I became a part of it in early to mid March. I was motivated by several things, the first and most important being a genuine fear of what would happen to our country, our national security, and our armed forces if John Kerry became Commander in Chief.
The reason we had our press conference on May 4 was that we thought if we could come forward quickly, we might be able to prevent John Kerry from becoming the Democratic nominee and allow the Democratic Party to pick someone else, in which case we could all go home.
TAE: At the Swift Boat veterans’ May 4 press conference you had an open letter calling Kerry unfit to be Commander in Chief. It was signed by virtually all of John Kerry’s commanders in Vietnam. Yet the story fell flat. The media ignored it. How did your group react to the media blackout?
O’NEILL: We were shocked. We couldn’t believe it. I haven’t been involved in politics or media relations, and I thought the job of the media was primarily to report the facts. It was obvious to me that many hundreds of his former comrades coming forward to say that he lied about his record in Vietnam and that he was unfit to be President would be important information for Americans. I only then became aware of the bias of the media.
TAE: How do you explain the media’s response?
O’NEILL: The establishment media was very pro-Kerry. They were opposed to any story that was critical of Kerry, and I believe that they were captured by their own bias. We met with one reporter around that time. We told a story to him relating to Kerry’s service. He acknowledged it was true and terribly important. And he told us he would not print it because it would help George Bush. That’s when we began to realize we had a real problem on our hands.

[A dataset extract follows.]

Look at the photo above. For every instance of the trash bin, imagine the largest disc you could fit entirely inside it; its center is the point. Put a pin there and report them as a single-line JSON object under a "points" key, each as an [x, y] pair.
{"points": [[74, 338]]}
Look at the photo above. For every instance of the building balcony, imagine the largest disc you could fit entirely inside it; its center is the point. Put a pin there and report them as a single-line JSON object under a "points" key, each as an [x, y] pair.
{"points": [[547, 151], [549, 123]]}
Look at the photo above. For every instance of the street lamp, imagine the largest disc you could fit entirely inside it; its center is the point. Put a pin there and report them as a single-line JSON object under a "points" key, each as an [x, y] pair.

TAE: Is there anything other than pro-Kerry bias to account for the establishment media’s attitude to the story?
O’NEILL: Perhaps a second factor is that there are very few veterans in the established media. It makes it very difficult for them to understand the story or to care about it. That’s very different from the situation 40 or 50 years ago when most people had served in some fashion in the armed forces or had uncles or brothers who had.